For early immigrants, Candlemass was an English religious festival celebrated on Feb. 2, but not necessarily for its religious significance. To quote their jingle: “If Candlemass Day be fair and bright, winter will have another fright; but if it be dark with clouds and rain, winter is gone and will not come again.”
We, of course, await this day in America under the new name of Groundhog Day. On Feb. 2, or groundhog comes at the mid-point between the Winter Solstice and the Spring Equinox. Superstition centuries ago held that if the weather was fair on this day, the second half of Winter would be stormy and cold. It was a custom on Candlemass Day in Europe for the clergy to bless candles and distribute them to Christians in the dark of Winter.
As the story goes, a lighted candle was placed in each window of the homes. The day’s weather was of course important. If the sun came out on Candlemass day it would mean six more weeks of wintry weather. If the sun made an appearance on Candlemass Day, an animal would cast a shadow, thus predicting six more weeks of winter. The Germans watched a badger for his shadow. In Pennsylvania, the groundhog in the 1800s, upon waking from mid-Winter hibernation was chosen to be the replacement.
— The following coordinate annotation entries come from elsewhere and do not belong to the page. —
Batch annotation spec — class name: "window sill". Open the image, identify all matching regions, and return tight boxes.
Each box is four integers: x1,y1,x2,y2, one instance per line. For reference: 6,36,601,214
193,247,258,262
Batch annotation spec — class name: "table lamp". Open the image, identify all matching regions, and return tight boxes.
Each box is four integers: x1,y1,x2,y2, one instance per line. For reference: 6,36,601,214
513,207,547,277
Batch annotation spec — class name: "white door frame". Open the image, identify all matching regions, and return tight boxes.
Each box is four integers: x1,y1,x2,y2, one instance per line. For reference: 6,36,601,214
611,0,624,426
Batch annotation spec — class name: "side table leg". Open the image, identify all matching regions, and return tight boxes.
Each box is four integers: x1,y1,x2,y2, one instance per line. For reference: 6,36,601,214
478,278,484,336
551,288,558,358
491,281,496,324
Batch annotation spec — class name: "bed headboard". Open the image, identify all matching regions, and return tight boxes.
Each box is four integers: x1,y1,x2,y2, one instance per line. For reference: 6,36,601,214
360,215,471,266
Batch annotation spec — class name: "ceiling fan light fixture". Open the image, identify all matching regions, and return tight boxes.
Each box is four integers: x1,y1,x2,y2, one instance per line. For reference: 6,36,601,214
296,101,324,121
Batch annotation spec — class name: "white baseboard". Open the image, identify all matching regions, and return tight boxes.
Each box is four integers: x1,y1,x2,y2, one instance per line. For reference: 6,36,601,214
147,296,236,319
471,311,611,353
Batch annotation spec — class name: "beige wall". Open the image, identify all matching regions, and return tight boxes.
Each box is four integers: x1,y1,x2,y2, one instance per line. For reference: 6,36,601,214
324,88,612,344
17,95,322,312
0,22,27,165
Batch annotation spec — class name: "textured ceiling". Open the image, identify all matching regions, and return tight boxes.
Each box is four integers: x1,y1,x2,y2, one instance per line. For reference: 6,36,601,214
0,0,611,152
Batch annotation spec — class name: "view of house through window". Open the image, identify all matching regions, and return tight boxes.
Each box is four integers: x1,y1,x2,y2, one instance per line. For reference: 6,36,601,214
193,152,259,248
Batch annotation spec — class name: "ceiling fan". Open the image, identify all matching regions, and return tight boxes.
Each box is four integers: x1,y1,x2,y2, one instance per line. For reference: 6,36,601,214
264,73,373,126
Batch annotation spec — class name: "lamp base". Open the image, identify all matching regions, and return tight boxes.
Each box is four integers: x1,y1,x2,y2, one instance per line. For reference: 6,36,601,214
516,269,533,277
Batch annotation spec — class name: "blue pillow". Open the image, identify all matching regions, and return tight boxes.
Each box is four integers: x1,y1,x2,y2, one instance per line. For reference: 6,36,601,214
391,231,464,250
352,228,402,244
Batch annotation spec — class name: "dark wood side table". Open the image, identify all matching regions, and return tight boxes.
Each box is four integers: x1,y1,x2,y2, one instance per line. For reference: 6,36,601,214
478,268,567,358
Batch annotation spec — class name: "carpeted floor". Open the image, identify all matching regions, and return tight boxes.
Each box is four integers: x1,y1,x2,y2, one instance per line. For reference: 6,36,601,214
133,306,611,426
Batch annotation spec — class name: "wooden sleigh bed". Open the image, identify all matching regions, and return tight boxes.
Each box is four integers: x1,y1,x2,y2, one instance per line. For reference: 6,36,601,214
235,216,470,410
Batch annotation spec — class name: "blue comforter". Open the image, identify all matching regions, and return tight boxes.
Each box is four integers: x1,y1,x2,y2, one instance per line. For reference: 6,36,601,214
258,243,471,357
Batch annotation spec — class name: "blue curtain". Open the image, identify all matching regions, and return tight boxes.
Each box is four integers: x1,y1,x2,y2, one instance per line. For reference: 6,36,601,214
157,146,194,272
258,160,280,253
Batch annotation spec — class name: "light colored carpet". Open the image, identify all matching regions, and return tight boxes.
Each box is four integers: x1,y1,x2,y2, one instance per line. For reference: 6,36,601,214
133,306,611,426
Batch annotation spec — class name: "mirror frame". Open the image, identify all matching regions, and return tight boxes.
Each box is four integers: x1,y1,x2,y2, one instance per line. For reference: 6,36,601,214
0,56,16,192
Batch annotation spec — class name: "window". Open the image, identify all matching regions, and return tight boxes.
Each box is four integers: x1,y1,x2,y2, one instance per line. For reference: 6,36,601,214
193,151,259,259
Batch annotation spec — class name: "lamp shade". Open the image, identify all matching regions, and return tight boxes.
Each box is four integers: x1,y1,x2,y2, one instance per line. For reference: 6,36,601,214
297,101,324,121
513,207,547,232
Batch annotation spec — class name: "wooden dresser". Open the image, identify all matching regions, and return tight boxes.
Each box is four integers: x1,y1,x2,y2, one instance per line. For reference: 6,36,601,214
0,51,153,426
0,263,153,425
So now this furry little animal, which is also known as a woodchuck and is a member of the squirrel family, was elevated to weather prognosticator supreme. He now rates with the American Bald Eagle and Easter rabbit as being important American symbols. The first official celebration of Groundhog Day in America began on Feb. 2, 1886.
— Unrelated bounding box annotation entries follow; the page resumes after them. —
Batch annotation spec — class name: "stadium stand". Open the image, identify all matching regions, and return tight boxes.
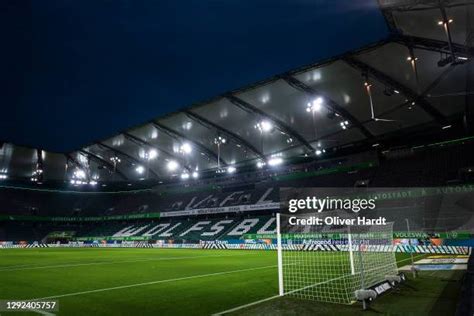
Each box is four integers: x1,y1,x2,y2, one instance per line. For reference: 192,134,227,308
0,138,474,241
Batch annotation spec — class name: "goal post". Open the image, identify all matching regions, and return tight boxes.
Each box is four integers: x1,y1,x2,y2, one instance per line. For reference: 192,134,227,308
276,214,398,304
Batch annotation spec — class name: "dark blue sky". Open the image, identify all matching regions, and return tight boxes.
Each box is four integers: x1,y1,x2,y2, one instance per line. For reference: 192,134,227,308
0,0,388,151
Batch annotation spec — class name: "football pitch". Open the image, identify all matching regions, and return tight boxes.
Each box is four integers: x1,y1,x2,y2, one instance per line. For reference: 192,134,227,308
0,248,463,315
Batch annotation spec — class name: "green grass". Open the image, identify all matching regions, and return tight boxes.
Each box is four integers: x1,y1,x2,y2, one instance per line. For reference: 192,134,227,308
0,248,462,315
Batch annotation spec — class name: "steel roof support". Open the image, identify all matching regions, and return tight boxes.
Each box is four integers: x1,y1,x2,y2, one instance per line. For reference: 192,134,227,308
225,94,314,153
151,121,227,165
79,149,128,180
283,76,374,138
64,154,91,181
183,110,265,160
123,132,191,171
343,57,446,124
392,35,474,57
97,143,160,179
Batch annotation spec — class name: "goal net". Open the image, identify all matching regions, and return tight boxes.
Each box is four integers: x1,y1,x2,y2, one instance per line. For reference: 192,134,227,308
277,214,397,304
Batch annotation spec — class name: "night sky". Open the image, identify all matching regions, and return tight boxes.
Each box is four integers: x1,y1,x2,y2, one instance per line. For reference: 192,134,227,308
0,0,388,152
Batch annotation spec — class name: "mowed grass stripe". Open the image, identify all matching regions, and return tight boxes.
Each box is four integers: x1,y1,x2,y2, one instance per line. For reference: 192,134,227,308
31,265,278,301
0,254,256,273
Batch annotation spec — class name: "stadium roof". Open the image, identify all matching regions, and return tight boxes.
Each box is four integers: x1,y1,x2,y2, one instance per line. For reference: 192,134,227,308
0,0,474,181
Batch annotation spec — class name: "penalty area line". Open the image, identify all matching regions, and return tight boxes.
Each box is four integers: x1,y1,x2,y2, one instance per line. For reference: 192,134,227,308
212,254,425,316
31,265,277,301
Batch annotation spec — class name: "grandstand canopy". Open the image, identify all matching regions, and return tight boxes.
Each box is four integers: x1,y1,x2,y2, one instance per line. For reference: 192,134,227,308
0,0,474,181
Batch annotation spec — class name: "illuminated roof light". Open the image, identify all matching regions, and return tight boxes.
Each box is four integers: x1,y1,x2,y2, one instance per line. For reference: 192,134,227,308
181,143,193,154
214,136,227,145
147,149,158,160
306,97,323,112
268,157,283,166
135,166,145,174
166,160,179,171
255,120,273,133
74,169,86,179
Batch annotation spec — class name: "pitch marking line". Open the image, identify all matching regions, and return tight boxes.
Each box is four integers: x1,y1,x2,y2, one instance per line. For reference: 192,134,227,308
212,254,424,316
31,265,277,301
0,254,254,272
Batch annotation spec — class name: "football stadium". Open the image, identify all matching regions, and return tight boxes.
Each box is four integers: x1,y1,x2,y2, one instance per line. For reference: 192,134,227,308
0,0,474,315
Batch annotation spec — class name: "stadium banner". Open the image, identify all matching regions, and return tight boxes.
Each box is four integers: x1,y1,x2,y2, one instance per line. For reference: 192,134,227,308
161,202,280,217
0,212,160,222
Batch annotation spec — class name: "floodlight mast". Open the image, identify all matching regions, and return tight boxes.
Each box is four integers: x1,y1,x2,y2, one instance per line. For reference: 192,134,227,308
276,213,285,296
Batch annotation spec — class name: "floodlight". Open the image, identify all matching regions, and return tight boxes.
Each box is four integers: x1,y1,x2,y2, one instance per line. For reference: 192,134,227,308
135,166,145,174
181,143,193,154
166,160,179,171
147,149,158,160
268,157,283,166
255,120,273,133
306,97,323,113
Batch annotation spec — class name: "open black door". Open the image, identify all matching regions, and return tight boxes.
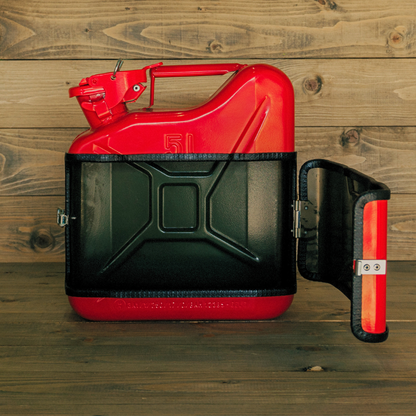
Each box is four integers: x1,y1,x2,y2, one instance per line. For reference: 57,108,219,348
294,159,390,342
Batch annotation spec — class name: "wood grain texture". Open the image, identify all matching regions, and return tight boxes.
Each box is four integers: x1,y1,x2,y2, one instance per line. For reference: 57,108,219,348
0,194,416,263
0,127,416,196
0,0,416,60
0,129,75,196
0,262,416,416
0,59,416,128
0,196,65,262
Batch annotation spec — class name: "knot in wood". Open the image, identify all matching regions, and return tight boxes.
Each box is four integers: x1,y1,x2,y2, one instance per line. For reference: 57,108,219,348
303,75,322,95
341,129,360,147
387,26,406,48
315,0,338,10
30,229,55,252
208,40,222,53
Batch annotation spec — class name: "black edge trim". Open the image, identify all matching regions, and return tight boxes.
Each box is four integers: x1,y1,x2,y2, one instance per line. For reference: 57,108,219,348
65,152,297,298
65,152,296,163
65,286,296,298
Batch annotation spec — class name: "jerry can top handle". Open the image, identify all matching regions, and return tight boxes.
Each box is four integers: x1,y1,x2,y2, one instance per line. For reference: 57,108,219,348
149,64,247,107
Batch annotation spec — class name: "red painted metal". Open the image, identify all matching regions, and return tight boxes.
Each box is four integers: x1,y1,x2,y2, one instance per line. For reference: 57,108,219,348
69,64,294,154
69,295,293,321
361,201,387,334
69,63,294,320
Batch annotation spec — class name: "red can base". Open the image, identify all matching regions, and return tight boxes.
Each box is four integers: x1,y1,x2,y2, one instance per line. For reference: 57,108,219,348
68,295,294,321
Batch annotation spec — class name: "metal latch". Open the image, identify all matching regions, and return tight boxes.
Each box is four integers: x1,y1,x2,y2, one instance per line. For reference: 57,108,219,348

The groundhog was given the name “Punxsutawney Phil; Seer of Seers, Sage of Sages, Prognosticator of Prognosticators, and Weather Prophet Extraordinary,” and his home town thus became called the “Weather Capitol of the World.” His debut performance: no shadows - early Spring. So after celebrating Groundhog Day for the past 123 years, what is our adorable little groundhog’s record for accurate weather forecasting?
From 1892, when records first started being recorded, he has seen his shadow 97 times. He has not seen his shadow 13 times during this 123 year period. There were seven years at the beginning of the tradition when no records were kept. So bottom line, how accurate is our furry little friend’s weather forecasting?
Well the truth is, Phil’s seasonal forecasting accuracy is somewhat low. His weather predictions have been correct only 39 percent of the time. Today however, Feb. 2, 2010, we will await his appearance and know if an early spring might be awaiting us.